Yeah, well, one of the reasons to include the tumor types for which there are dedicated studies is that you really have to anchor the tumor agnostic study across one or more tumor types because and then you end up collecting more data from those simply because they tend to be well represented. They're the more common tumor types. So that just has to do with the sort of typical design of those. There's very high demand for RMC-6236. So there's really not gonna be any issue of sort of competition or difficulty finding patients.
You know, sadly, and I think this is just the reality of all of these, clinical indications, that the needs are very deep, and we have not been able to serve everybody, during the conduct of the trial so far because of the sort of regimented way that we have to dose, escalate, and do expansions and so on. So there's lots of opportunity to do these studies. I think from a capital efficiency point of view, I think let's differentiate between spending less money and being capital efficient, which is also includes maximizing value creation. And, given that there are tumor types that simply won't be represented in, the core, phase 3 trials, which necessarily are dedicated to specific indications, the opportunity to try to capture those in other ways, which creates clinical...
potential clinical benefit and opportunity, but also commercial implications associated with that is there. And the, you know, that sort of tumor agnostic trial is not a gigantic study, anyway. So we get to serve more patients at the same time that we're collecting more data, at the same time that we're generating more potentially registrational data across the tumor types, lines of therapy, genotypes, et cetera. So we think that the point now is to maximize value creation, and we will, that is our strategy, will be an aggressive strategy to do so, especially in a competitive environment. And was there a second part to that question?
That was basically it. If there's maybe a go, no-go decision between these-
Oh, yeah. Well, of course, there are. Sure, sure. I'm not gonna lie to you. You asked me the follow-up question of what those are. Those are internal, but obviously, and I think we said it many times here, and, you know, we're very transparent about this, we'll continue to be driven by the data and make data, data-driven decisions. But we're giving you our best projections, you know, genuine data-driven projections for where things are going to go, and also reflects the activities that we're currently doing to support those projected plans. These are not theoretical. This is very high quality, important hard work being done by our development organization to prepare for everything we've mentioned here, there is in some stage of significant planning to do.
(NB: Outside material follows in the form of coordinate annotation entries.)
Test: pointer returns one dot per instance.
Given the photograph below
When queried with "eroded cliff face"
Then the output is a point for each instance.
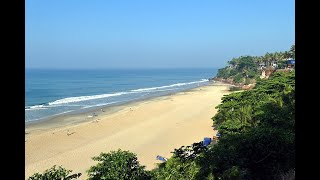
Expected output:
(241, 85)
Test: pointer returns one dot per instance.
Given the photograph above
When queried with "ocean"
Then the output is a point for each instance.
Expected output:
(51, 92)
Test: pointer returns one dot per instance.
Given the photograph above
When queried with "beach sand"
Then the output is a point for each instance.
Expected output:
(148, 128)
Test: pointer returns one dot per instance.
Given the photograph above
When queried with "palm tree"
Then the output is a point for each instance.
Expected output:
(292, 51)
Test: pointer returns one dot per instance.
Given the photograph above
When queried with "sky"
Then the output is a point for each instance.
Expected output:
(89, 34)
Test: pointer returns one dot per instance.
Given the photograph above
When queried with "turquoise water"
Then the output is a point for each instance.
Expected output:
(52, 92)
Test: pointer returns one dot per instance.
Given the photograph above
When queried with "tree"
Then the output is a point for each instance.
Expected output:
(292, 51)
(54, 173)
(117, 165)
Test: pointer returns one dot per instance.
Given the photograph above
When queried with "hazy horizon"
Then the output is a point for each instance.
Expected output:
(153, 34)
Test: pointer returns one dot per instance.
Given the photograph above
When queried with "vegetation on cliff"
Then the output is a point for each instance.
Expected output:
(247, 69)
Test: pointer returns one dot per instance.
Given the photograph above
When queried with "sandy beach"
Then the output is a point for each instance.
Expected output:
(148, 128)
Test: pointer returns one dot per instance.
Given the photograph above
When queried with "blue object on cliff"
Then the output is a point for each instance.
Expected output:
(161, 158)
(206, 141)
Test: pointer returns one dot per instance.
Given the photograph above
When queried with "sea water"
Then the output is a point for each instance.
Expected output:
(50, 92)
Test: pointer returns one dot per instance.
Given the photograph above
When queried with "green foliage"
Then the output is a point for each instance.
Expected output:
(117, 165)
(235, 88)
(183, 164)
(257, 140)
(54, 173)
(245, 68)
(258, 131)
(174, 168)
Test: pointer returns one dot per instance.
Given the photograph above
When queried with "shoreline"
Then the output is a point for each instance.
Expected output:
(148, 127)
(80, 117)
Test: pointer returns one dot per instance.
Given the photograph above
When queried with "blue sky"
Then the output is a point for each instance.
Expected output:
(153, 33)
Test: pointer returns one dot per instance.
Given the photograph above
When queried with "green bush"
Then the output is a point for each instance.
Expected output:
(117, 165)
(54, 173)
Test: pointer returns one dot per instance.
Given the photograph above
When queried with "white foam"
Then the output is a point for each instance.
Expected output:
(65, 101)
(84, 98)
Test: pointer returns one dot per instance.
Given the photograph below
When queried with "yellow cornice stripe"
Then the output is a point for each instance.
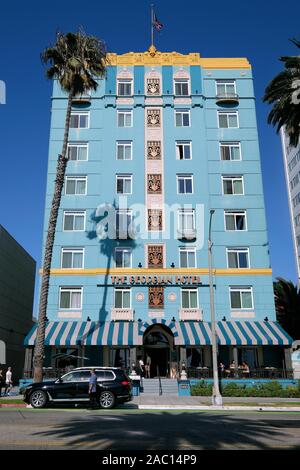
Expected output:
(174, 58)
(159, 272)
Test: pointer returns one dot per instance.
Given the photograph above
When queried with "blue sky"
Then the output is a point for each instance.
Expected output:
(257, 30)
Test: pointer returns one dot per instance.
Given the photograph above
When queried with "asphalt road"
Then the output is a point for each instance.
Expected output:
(147, 430)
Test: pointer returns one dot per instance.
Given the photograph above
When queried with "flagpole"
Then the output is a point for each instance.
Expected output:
(152, 31)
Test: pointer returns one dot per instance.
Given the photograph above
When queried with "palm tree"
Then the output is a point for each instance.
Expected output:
(287, 302)
(76, 60)
(284, 93)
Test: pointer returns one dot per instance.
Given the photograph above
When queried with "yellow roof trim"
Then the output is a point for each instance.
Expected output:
(152, 58)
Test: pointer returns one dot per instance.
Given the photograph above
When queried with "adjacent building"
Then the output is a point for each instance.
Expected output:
(165, 138)
(17, 278)
(291, 160)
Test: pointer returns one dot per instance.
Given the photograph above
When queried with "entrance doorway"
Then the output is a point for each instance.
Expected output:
(158, 344)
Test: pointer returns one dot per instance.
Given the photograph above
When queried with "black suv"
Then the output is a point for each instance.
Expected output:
(113, 387)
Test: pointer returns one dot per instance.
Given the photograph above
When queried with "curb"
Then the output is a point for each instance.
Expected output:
(220, 408)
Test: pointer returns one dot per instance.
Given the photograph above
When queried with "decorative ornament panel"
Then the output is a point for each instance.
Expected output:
(153, 118)
(154, 150)
(154, 184)
(156, 297)
(154, 219)
(155, 256)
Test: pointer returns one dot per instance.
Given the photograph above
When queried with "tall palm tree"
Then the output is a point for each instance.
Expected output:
(287, 302)
(283, 92)
(76, 60)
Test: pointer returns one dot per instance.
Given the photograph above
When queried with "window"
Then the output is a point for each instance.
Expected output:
(181, 87)
(124, 118)
(235, 220)
(230, 151)
(124, 184)
(78, 151)
(228, 119)
(241, 298)
(123, 257)
(72, 258)
(183, 150)
(187, 257)
(225, 87)
(122, 298)
(185, 184)
(238, 258)
(74, 221)
(79, 120)
(76, 185)
(186, 220)
(233, 185)
(123, 223)
(70, 298)
(189, 298)
(125, 87)
(124, 150)
(182, 118)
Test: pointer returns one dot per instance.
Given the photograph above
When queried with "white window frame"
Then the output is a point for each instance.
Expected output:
(238, 250)
(128, 143)
(72, 250)
(75, 177)
(122, 249)
(182, 111)
(82, 113)
(230, 144)
(189, 290)
(126, 176)
(73, 212)
(236, 113)
(127, 81)
(123, 289)
(125, 111)
(71, 289)
(185, 176)
(77, 145)
(186, 211)
(188, 249)
(241, 289)
(235, 212)
(187, 143)
(233, 178)
(225, 82)
(181, 80)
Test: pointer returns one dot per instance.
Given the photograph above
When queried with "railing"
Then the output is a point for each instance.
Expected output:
(258, 373)
(159, 381)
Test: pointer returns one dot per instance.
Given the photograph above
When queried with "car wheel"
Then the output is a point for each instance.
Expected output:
(107, 400)
(38, 399)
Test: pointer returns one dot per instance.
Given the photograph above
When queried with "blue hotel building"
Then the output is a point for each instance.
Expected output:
(165, 138)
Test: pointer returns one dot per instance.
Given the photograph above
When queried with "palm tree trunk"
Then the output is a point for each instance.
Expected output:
(39, 349)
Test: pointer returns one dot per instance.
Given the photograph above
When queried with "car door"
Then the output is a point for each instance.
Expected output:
(83, 385)
(65, 388)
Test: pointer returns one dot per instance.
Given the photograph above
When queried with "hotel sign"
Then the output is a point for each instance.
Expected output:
(156, 280)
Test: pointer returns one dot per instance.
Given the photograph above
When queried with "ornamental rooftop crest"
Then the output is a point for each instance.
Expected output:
(154, 57)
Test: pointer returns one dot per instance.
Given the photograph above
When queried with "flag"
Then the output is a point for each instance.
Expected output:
(157, 25)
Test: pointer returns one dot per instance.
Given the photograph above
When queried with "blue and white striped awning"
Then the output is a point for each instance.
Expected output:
(186, 333)
(89, 333)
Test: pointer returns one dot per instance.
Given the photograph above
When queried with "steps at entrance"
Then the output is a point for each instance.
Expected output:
(151, 387)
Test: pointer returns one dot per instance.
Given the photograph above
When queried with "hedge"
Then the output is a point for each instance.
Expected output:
(268, 389)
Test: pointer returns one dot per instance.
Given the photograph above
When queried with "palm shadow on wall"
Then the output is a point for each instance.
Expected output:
(107, 248)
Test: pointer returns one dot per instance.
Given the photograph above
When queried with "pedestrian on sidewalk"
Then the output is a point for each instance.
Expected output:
(8, 381)
(93, 390)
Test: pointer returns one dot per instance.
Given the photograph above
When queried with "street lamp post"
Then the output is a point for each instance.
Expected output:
(216, 397)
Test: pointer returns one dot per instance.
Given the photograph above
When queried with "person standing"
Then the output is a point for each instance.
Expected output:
(93, 390)
(8, 381)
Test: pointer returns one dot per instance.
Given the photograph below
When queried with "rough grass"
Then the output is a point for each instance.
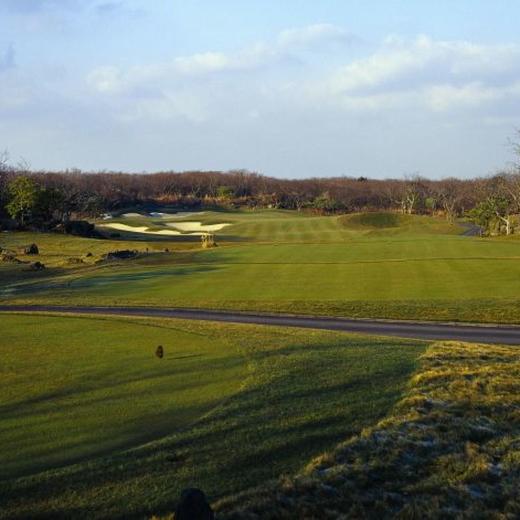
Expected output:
(377, 220)
(449, 449)
(229, 407)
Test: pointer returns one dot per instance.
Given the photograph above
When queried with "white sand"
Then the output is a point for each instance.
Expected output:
(180, 214)
(140, 229)
(196, 226)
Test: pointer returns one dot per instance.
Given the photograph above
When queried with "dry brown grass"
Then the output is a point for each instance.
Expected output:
(450, 449)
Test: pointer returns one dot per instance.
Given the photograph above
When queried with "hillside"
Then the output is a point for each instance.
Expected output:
(450, 448)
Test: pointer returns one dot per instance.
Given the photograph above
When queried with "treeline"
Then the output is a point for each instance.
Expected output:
(44, 199)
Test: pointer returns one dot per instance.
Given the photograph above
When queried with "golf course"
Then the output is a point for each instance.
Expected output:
(283, 261)
(95, 425)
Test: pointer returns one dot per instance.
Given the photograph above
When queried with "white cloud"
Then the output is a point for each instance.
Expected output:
(105, 79)
(423, 73)
(7, 59)
(304, 37)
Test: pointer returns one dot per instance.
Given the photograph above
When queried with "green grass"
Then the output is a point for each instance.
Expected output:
(366, 265)
(449, 449)
(93, 425)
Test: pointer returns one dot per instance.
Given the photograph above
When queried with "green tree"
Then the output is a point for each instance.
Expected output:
(23, 198)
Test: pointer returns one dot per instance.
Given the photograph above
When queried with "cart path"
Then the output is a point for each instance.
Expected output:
(406, 329)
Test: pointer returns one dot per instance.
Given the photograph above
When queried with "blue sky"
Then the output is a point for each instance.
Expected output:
(289, 89)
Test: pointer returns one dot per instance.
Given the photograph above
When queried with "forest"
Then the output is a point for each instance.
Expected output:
(46, 199)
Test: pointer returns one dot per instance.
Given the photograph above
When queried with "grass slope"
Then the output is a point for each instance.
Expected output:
(230, 407)
(449, 449)
(367, 265)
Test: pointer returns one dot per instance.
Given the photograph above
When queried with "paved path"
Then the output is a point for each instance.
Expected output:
(406, 329)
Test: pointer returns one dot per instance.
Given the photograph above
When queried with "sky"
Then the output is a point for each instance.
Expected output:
(291, 89)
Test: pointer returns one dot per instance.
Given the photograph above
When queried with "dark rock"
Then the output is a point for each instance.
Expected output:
(193, 506)
(6, 256)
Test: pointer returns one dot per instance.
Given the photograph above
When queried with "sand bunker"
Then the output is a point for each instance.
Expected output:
(141, 229)
(196, 226)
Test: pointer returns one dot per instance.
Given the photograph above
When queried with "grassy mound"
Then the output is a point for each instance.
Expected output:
(74, 388)
(94, 425)
(450, 449)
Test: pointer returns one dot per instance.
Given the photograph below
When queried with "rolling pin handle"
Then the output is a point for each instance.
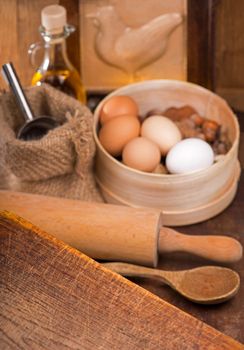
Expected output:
(217, 248)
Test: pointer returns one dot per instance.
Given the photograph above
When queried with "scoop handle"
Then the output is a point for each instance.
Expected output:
(12, 79)
(217, 248)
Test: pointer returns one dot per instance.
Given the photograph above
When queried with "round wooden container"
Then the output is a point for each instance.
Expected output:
(187, 198)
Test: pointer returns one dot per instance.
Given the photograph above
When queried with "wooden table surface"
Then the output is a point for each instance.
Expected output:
(227, 317)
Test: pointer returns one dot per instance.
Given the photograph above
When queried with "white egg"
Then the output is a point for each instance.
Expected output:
(189, 155)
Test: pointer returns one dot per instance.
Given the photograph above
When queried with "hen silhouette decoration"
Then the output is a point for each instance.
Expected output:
(131, 49)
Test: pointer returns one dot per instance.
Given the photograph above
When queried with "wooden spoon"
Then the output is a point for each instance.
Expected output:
(204, 285)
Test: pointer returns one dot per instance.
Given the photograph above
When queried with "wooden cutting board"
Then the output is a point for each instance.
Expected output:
(54, 297)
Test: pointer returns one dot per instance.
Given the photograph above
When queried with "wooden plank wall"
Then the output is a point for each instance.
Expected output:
(20, 20)
(229, 51)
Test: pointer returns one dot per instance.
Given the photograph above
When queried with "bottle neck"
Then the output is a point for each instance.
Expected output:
(55, 56)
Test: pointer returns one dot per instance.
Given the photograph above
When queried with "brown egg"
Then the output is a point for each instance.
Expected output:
(162, 131)
(116, 106)
(117, 132)
(141, 154)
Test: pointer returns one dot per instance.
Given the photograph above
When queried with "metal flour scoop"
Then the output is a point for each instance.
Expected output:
(34, 127)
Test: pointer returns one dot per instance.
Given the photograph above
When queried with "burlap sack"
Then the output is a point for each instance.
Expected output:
(59, 164)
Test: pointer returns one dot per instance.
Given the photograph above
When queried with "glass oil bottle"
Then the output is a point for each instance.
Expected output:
(56, 68)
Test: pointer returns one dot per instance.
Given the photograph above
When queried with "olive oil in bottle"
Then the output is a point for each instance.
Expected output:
(56, 68)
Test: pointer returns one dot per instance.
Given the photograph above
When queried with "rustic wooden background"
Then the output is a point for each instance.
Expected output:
(215, 41)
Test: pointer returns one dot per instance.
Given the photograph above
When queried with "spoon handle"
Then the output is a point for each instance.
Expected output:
(131, 270)
(12, 79)
(217, 248)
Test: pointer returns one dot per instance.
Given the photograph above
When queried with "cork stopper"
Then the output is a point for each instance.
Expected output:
(54, 18)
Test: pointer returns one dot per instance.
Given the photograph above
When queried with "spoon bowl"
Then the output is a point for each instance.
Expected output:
(203, 285)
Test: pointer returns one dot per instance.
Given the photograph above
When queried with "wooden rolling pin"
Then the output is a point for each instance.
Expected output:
(114, 232)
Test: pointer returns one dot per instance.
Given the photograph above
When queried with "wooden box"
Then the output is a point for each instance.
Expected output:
(186, 198)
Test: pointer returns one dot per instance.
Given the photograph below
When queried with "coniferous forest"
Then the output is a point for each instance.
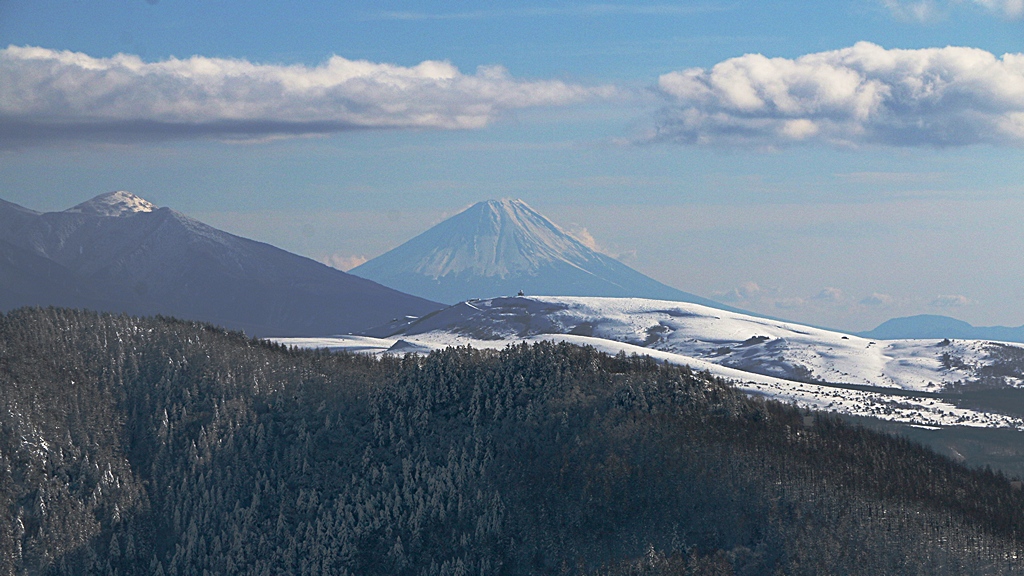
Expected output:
(157, 446)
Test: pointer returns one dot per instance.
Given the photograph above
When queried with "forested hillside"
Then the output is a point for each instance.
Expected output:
(156, 446)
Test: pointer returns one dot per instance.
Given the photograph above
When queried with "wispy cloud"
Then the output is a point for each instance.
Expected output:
(864, 94)
(48, 94)
(950, 300)
(343, 262)
(580, 10)
(930, 10)
(877, 299)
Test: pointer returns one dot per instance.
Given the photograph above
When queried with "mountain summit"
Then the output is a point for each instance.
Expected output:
(118, 203)
(119, 252)
(499, 247)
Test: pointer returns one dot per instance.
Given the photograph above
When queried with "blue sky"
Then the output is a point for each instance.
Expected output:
(837, 163)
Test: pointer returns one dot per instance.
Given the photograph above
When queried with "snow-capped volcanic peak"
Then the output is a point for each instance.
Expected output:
(499, 238)
(118, 203)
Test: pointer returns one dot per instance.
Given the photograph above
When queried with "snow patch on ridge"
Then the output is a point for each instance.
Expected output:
(120, 203)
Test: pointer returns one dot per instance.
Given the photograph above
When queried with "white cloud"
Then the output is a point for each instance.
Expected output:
(856, 95)
(47, 94)
(1008, 8)
(828, 294)
(916, 10)
(877, 299)
(343, 262)
(950, 300)
(744, 292)
(931, 10)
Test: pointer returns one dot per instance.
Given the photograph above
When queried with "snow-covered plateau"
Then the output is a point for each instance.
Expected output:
(897, 380)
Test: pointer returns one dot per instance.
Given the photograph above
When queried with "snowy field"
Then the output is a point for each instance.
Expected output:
(784, 361)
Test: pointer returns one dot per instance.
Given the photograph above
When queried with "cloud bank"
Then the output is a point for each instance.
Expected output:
(47, 94)
(858, 95)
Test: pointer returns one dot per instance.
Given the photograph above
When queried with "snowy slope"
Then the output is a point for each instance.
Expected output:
(791, 362)
(500, 247)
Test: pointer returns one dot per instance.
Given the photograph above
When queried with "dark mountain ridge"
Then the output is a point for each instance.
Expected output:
(932, 326)
(118, 252)
(186, 449)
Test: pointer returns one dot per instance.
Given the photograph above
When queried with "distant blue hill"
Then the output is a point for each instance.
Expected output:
(934, 326)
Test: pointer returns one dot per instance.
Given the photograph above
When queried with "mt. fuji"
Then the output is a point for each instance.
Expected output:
(499, 247)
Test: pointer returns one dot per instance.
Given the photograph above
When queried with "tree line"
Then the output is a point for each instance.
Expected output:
(159, 446)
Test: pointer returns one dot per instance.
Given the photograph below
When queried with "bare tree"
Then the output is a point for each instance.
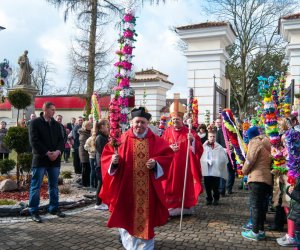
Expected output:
(40, 77)
(79, 59)
(256, 25)
(94, 11)
(13, 77)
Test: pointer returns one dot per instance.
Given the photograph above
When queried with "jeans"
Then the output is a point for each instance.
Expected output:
(35, 186)
(297, 236)
(231, 178)
(211, 183)
(222, 185)
(259, 192)
(93, 178)
(67, 154)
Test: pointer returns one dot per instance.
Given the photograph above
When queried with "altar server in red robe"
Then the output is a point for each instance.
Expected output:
(132, 183)
(178, 137)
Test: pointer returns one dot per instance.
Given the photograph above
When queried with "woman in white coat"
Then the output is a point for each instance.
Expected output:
(214, 165)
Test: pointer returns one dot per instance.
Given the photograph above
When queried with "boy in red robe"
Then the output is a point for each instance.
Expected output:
(178, 137)
(132, 188)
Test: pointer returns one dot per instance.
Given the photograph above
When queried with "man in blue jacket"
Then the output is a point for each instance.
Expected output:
(47, 146)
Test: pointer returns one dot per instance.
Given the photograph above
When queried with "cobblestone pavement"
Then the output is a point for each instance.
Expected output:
(212, 227)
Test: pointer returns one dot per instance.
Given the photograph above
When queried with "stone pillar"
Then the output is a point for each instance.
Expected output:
(289, 28)
(32, 91)
(150, 87)
(206, 57)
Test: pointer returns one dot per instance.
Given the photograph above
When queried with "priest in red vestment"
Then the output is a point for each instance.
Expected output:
(177, 137)
(132, 182)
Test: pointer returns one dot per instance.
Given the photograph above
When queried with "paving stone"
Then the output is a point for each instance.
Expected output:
(85, 228)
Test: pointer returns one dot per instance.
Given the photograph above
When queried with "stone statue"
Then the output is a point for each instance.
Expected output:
(25, 70)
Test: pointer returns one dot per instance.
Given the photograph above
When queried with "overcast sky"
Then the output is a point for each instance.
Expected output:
(39, 27)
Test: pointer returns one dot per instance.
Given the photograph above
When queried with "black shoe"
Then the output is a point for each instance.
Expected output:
(36, 218)
(58, 213)
(216, 203)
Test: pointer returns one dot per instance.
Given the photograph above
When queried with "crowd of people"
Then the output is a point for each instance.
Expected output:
(142, 180)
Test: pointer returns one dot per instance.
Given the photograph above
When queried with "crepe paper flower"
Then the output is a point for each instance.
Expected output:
(128, 33)
(232, 134)
(119, 52)
(124, 82)
(127, 50)
(129, 18)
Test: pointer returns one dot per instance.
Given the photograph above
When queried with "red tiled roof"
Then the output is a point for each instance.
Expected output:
(62, 102)
(149, 72)
(292, 16)
(205, 25)
(155, 79)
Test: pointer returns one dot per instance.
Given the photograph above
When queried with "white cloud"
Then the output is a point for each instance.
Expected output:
(37, 26)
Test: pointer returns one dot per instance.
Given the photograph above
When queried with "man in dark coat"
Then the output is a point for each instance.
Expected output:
(47, 146)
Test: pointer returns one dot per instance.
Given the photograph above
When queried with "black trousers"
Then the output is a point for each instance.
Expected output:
(4, 156)
(99, 185)
(231, 178)
(76, 162)
(259, 193)
(86, 171)
(211, 184)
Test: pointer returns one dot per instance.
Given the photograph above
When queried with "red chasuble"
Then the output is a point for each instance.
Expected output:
(173, 185)
(135, 198)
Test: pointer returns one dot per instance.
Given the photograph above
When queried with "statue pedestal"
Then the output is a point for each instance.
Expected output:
(25, 113)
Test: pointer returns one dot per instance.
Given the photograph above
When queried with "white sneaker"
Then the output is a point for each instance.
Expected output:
(286, 241)
(101, 207)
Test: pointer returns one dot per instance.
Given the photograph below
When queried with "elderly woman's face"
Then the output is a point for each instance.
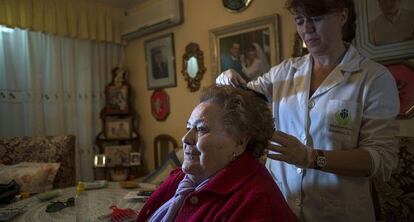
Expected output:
(207, 146)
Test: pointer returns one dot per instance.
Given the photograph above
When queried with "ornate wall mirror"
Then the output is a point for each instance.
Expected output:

Of course, the data will ultimately drive each of these decisions, and, I don't see how we could do it otherwise.
Okay. That's great. I appreciate it, and congrats again.
Thank you.
Thank you. I'm showing no further questions in the queue. At this time, I'd like to turn the call back to Dr. Mark Goldsmith for closing remarks.
Thank you, operator. Thank you to everyone for participating and actively querying us about this large, complex and very exciting program. We very much appreciate your continued support of Revolution Medicines.
This concludes today's conference call. Thank you for participating. You may now disconnect.